# Installing GDB..



## Lorota (Apr 2, 2012)

Hi guys, I tried to install gdb on my OS X Lion (10.7), but I couldn't..
I downloaded gdb and when I try to run _configure_, it doesn't work, it appears:

new-host:gdb-7.4 lorota$ ./configure
checking build system type... i386-apple-darwin11.3.0
checking host system type... i386-apple-darwin11.3.0
checking target system type... i386-apple-darwin11.3.0
checking for a BSD-compatible install... /usr/bin/install -c
checking whether ln works... yes
checking whether ln -s works... yes
checking for a sed that does not truncate output... /usr/bin/sed
checking for gawk... no
checking for mawk... no
checking for nawk... no
checking for awk... awk
checking for gcc... no
checking for cc... no
checking for cl.exe... no
configure: error: in `/Users/lorota/downloads/gdb-7.4':
configure: error: no acceptable C compiler found in $PATH
See `config.log' for more details.

Someone can help me, please!? Tks..


----------



## DeltaMac (Apr 2, 2012)

Why not just use the GDB that is installed with Xcode?


----------



## Lorota (Apr 2, 2012)

I've installed Xcode 4, but it seems that doesn't install gbd..
because when I type gbd at terminal it appears: "command not found"..


----------



## DeltaMac (Apr 2, 2012)

Maybe something in your Xcode work settings?

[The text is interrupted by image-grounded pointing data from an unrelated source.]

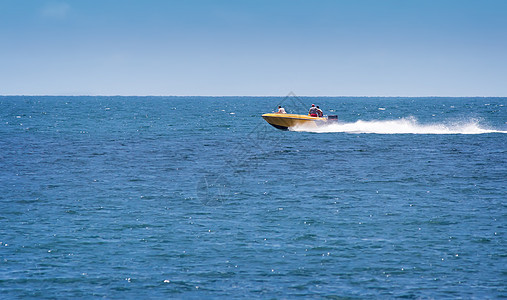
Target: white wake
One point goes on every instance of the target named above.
(408, 125)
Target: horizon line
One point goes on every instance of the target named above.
(259, 96)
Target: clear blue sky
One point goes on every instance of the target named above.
(254, 47)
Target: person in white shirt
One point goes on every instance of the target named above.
(320, 113)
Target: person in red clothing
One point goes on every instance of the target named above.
(313, 111)
(320, 113)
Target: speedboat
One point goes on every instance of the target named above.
(286, 121)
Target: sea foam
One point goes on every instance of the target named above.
(409, 125)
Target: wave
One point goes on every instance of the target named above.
(408, 125)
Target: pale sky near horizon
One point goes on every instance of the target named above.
(254, 47)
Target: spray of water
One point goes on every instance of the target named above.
(408, 125)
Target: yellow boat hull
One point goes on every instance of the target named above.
(286, 121)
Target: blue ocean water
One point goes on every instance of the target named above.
(198, 197)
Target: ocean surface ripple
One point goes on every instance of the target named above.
(198, 197)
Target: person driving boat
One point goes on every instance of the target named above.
(313, 111)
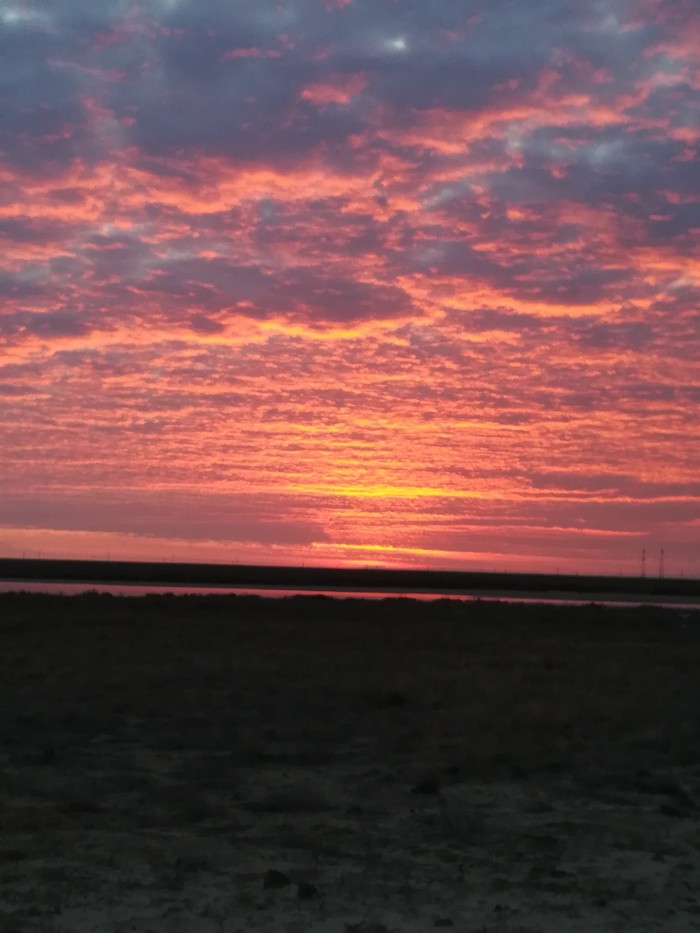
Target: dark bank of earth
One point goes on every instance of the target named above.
(166, 761)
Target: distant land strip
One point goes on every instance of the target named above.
(377, 579)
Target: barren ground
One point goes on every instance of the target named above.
(233, 763)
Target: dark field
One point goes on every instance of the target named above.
(234, 763)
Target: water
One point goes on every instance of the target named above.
(128, 589)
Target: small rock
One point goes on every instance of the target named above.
(276, 879)
(306, 891)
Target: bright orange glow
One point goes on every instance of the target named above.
(352, 289)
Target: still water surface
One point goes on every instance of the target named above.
(125, 589)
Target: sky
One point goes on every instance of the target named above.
(351, 282)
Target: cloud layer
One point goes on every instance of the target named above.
(354, 280)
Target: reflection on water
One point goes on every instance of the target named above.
(127, 589)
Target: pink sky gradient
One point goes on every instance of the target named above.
(388, 283)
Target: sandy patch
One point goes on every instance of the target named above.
(230, 764)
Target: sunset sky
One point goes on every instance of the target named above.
(366, 282)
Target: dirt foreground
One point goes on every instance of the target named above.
(219, 764)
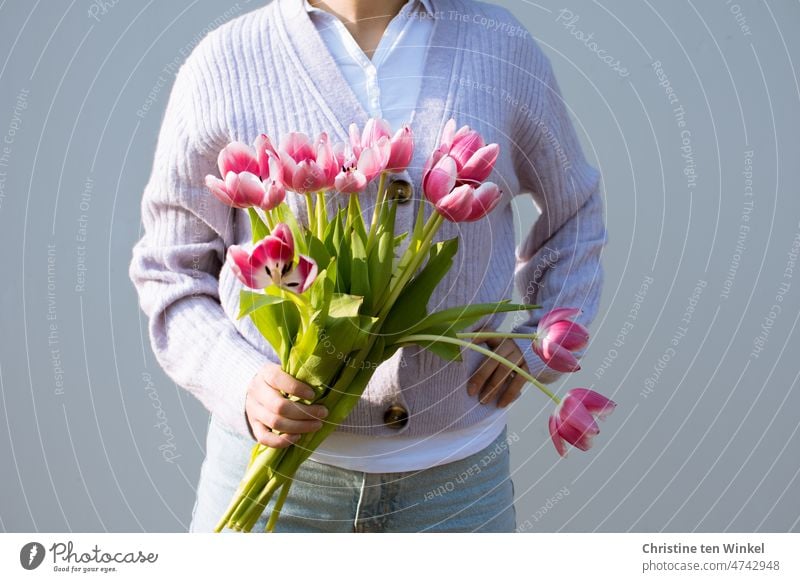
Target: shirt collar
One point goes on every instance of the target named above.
(423, 4)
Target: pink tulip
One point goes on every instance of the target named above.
(307, 167)
(474, 160)
(573, 421)
(243, 168)
(272, 262)
(453, 177)
(360, 164)
(237, 157)
(238, 190)
(557, 337)
(268, 159)
(468, 204)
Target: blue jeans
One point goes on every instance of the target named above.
(475, 494)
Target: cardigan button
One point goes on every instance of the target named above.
(395, 416)
(400, 190)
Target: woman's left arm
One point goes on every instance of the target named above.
(558, 263)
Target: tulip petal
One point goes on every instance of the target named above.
(556, 357)
(244, 189)
(302, 276)
(350, 182)
(568, 334)
(250, 274)
(265, 153)
(275, 193)
(457, 205)
(480, 165)
(555, 315)
(308, 177)
(485, 199)
(576, 437)
(297, 146)
(573, 413)
(440, 180)
(465, 145)
(237, 157)
(594, 402)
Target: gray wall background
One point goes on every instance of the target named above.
(705, 437)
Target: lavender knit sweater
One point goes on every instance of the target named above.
(269, 71)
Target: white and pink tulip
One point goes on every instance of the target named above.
(271, 262)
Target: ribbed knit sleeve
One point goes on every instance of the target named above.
(176, 264)
(558, 263)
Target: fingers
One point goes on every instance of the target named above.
(512, 391)
(496, 382)
(281, 414)
(281, 406)
(493, 380)
(268, 438)
(280, 380)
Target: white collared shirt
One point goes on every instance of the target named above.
(388, 86)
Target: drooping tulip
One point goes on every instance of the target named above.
(557, 336)
(272, 262)
(468, 204)
(574, 422)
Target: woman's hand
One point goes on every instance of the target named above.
(493, 380)
(266, 408)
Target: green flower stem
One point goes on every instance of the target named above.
(376, 213)
(322, 214)
(493, 334)
(353, 213)
(276, 510)
(417, 256)
(310, 212)
(485, 352)
(270, 220)
(254, 479)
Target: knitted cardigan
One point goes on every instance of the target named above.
(269, 71)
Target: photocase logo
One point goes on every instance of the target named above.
(31, 555)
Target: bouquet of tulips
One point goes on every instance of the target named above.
(335, 296)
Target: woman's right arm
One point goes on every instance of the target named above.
(175, 270)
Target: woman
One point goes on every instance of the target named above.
(426, 448)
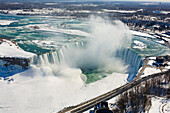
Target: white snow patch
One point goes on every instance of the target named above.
(37, 91)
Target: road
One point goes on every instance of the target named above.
(111, 94)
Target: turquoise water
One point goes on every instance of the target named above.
(42, 35)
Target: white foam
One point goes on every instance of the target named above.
(38, 91)
(141, 34)
(9, 49)
(6, 22)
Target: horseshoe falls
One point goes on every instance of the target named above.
(77, 59)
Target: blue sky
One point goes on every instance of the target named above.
(94, 0)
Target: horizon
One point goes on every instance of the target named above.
(85, 0)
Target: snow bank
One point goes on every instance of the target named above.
(37, 90)
(160, 105)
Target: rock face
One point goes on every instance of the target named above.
(12, 58)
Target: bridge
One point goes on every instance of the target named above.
(82, 107)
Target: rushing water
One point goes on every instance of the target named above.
(75, 51)
(95, 46)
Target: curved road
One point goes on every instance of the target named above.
(105, 97)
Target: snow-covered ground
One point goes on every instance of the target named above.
(160, 105)
(37, 90)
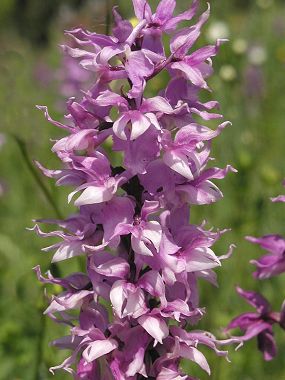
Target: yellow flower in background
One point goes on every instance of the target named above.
(134, 21)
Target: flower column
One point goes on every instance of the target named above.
(142, 255)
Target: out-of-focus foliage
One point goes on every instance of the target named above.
(250, 85)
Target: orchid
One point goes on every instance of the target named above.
(143, 258)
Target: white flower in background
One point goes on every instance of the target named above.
(257, 55)
(228, 73)
(216, 30)
(239, 46)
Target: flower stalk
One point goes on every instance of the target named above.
(143, 257)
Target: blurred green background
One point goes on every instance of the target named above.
(249, 82)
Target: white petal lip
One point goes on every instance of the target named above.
(202, 259)
(118, 297)
(94, 194)
(116, 267)
(196, 356)
(155, 326)
(120, 125)
(99, 348)
(140, 125)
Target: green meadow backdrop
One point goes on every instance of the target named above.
(249, 83)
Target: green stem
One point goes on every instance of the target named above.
(108, 16)
(39, 346)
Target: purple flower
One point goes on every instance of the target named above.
(272, 263)
(258, 324)
(144, 259)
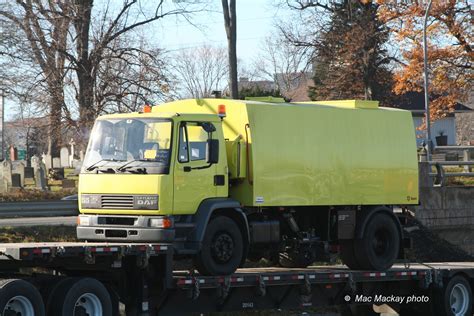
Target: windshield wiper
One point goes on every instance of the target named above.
(94, 165)
(126, 166)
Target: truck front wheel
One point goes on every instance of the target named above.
(222, 248)
(379, 246)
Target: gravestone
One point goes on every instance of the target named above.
(7, 172)
(69, 184)
(47, 161)
(39, 171)
(3, 185)
(19, 168)
(64, 158)
(40, 176)
(16, 180)
(56, 163)
(29, 173)
(71, 156)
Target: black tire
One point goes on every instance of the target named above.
(222, 248)
(378, 249)
(22, 293)
(347, 253)
(74, 294)
(455, 298)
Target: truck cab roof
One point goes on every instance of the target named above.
(166, 115)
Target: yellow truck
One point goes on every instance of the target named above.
(229, 180)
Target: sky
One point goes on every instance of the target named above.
(255, 21)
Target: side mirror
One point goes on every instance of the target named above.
(213, 151)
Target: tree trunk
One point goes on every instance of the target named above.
(84, 71)
(230, 20)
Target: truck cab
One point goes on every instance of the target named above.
(293, 183)
(141, 170)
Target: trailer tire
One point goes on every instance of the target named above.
(84, 294)
(455, 298)
(380, 243)
(348, 255)
(222, 248)
(20, 298)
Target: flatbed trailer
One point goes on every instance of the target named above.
(94, 278)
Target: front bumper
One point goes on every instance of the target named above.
(139, 231)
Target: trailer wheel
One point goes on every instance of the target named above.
(380, 243)
(222, 248)
(85, 296)
(19, 297)
(456, 298)
(348, 255)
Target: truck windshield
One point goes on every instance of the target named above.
(137, 143)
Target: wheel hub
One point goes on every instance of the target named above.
(459, 299)
(88, 304)
(19, 306)
(222, 247)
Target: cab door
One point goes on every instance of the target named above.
(193, 175)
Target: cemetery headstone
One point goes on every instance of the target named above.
(19, 168)
(69, 184)
(64, 157)
(16, 180)
(47, 161)
(56, 163)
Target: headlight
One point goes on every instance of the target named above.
(161, 222)
(145, 202)
(90, 201)
(83, 220)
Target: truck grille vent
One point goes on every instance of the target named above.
(117, 202)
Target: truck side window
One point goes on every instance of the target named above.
(193, 140)
(183, 144)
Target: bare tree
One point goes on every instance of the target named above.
(201, 71)
(67, 44)
(284, 63)
(230, 22)
(89, 54)
(131, 75)
(45, 29)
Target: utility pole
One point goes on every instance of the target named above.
(425, 77)
(2, 122)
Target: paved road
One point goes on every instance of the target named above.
(39, 221)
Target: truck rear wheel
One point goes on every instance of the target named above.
(85, 296)
(380, 243)
(456, 298)
(222, 248)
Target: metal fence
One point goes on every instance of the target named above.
(444, 168)
(39, 209)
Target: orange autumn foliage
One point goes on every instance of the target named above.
(450, 56)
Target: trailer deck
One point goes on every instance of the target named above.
(141, 277)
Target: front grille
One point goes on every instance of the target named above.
(117, 202)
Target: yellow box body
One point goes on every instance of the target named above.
(315, 153)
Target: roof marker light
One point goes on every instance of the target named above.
(147, 108)
(221, 110)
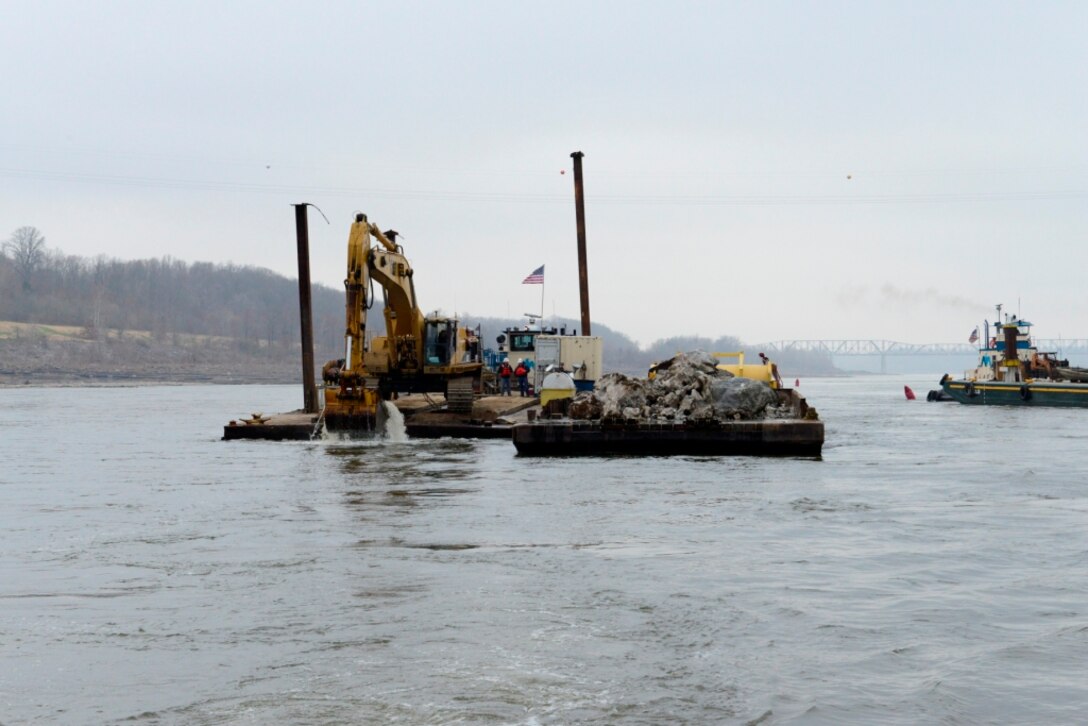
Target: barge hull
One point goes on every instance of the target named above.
(734, 439)
(1037, 393)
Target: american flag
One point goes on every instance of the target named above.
(536, 278)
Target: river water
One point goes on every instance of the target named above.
(932, 567)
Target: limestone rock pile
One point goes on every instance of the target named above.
(687, 388)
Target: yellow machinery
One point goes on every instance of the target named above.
(765, 370)
(418, 354)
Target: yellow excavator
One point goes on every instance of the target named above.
(418, 354)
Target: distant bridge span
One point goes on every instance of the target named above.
(885, 348)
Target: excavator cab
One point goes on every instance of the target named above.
(440, 341)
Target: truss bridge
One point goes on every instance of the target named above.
(1074, 346)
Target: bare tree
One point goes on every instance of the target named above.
(27, 248)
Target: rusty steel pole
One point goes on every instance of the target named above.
(305, 309)
(583, 273)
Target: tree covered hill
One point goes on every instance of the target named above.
(165, 319)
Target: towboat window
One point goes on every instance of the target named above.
(521, 342)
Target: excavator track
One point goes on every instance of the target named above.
(459, 394)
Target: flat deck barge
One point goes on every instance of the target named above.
(492, 417)
(763, 438)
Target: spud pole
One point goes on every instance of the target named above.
(583, 274)
(305, 309)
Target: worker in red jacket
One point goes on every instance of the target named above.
(504, 376)
(522, 374)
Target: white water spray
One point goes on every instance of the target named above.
(391, 422)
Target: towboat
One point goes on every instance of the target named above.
(1012, 371)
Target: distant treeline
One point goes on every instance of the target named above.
(251, 306)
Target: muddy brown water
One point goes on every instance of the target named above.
(932, 567)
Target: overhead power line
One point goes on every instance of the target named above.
(528, 197)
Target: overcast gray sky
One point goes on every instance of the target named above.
(767, 170)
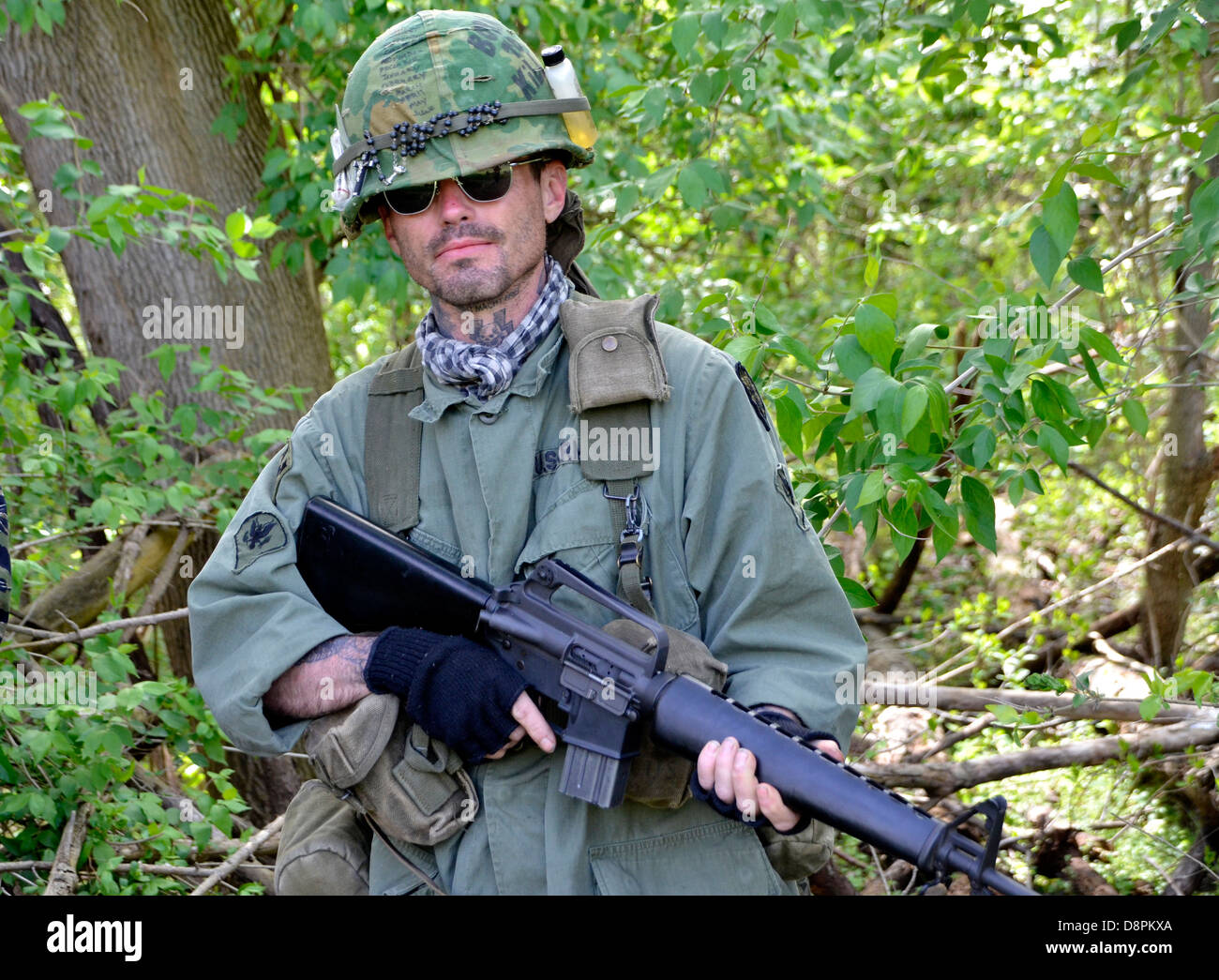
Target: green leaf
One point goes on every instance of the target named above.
(852, 358)
(840, 56)
(1126, 35)
(1004, 714)
(1097, 172)
(979, 512)
(1052, 442)
(1150, 707)
(1086, 272)
(790, 424)
(873, 489)
(1135, 415)
(1045, 683)
(685, 35)
(1102, 345)
(876, 332)
(856, 594)
(917, 340)
(869, 389)
(1060, 216)
(691, 187)
(263, 227)
(1205, 204)
(1210, 145)
(56, 238)
(913, 407)
(870, 271)
(1046, 256)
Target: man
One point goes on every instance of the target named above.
(471, 187)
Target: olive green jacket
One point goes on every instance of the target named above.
(732, 560)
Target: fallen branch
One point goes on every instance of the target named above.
(1096, 586)
(127, 867)
(239, 856)
(162, 580)
(1191, 533)
(64, 874)
(976, 699)
(943, 777)
(44, 638)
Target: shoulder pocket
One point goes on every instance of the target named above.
(577, 529)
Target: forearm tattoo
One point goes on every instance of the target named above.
(327, 679)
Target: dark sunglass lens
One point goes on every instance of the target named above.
(410, 200)
(488, 186)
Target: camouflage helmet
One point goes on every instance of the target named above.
(439, 96)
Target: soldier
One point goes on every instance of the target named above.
(474, 443)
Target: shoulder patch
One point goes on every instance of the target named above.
(285, 463)
(260, 534)
(783, 484)
(754, 397)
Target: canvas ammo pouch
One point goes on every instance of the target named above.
(409, 783)
(661, 777)
(324, 849)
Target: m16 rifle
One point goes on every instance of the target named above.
(369, 580)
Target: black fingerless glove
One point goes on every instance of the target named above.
(458, 690)
(719, 806)
(788, 726)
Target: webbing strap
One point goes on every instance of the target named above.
(621, 478)
(394, 442)
(462, 120)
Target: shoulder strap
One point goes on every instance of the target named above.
(614, 374)
(394, 442)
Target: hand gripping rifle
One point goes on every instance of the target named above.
(369, 580)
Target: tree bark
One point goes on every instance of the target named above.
(1190, 470)
(126, 68)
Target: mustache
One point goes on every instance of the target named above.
(480, 232)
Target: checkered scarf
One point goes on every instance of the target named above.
(487, 370)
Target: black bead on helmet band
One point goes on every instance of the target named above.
(409, 139)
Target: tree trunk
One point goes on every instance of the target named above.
(149, 81)
(1190, 470)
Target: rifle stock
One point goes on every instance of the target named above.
(369, 580)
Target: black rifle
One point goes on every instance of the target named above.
(369, 580)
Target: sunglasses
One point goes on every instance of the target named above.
(483, 187)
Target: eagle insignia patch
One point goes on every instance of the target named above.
(260, 534)
(754, 397)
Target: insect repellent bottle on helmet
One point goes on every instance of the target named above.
(440, 96)
(562, 80)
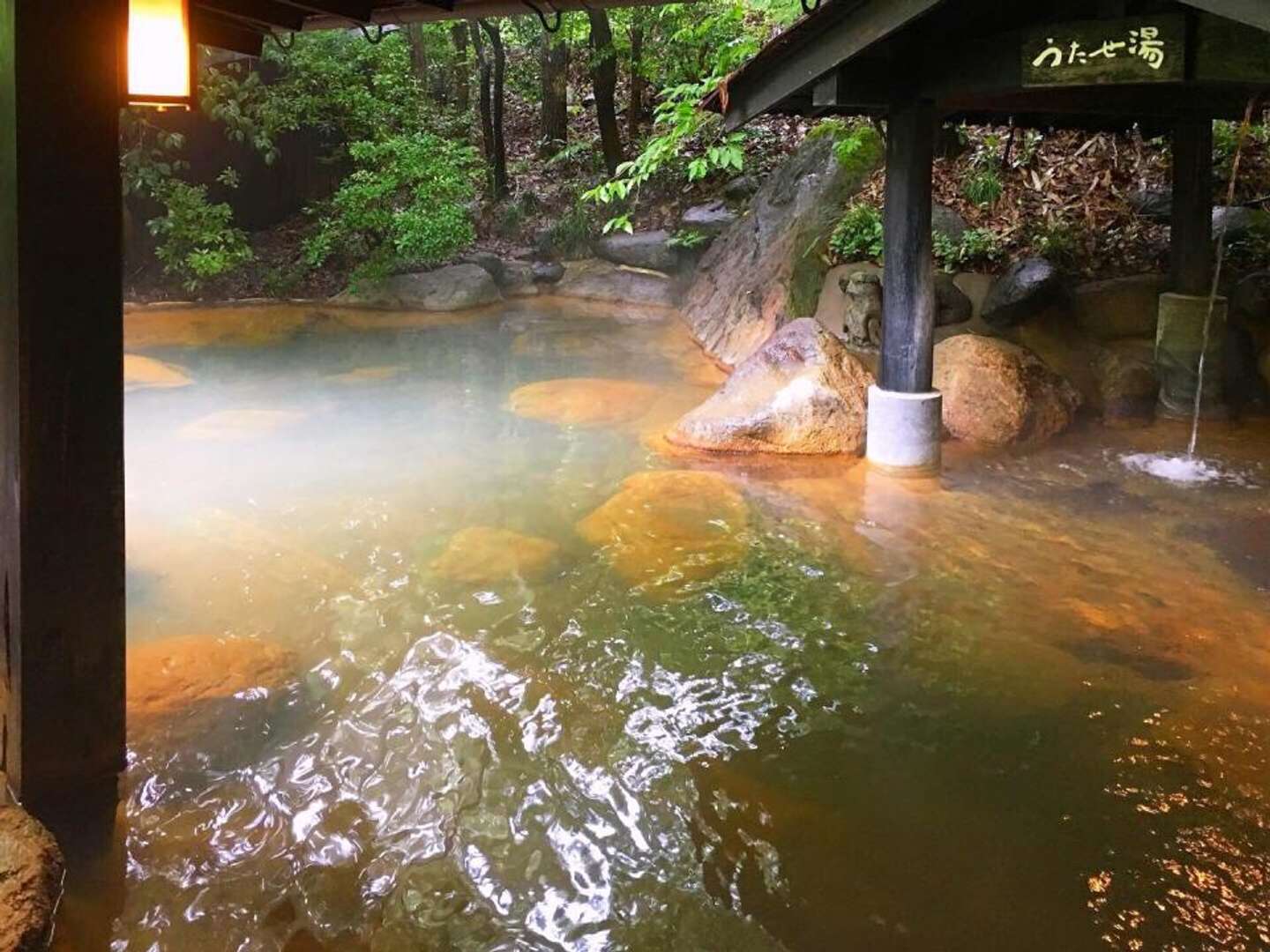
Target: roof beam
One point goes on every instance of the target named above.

I don't have Xcode at this location, so I can't check that, but in Xcode 4 the working directory settings is under Scheme Settings.
Does that show you the execution path for GDB?


----------



## Lorota (Apr 2, 2012)

I couldn't find the working directory settings..
I couldn't find the execution path for gdb!
:/


----------



## DeltaMac (Apr 2, 2012)

I'm not sure how all that would be named in Xcode, but did you find Scheme Settings in Xcode?


----------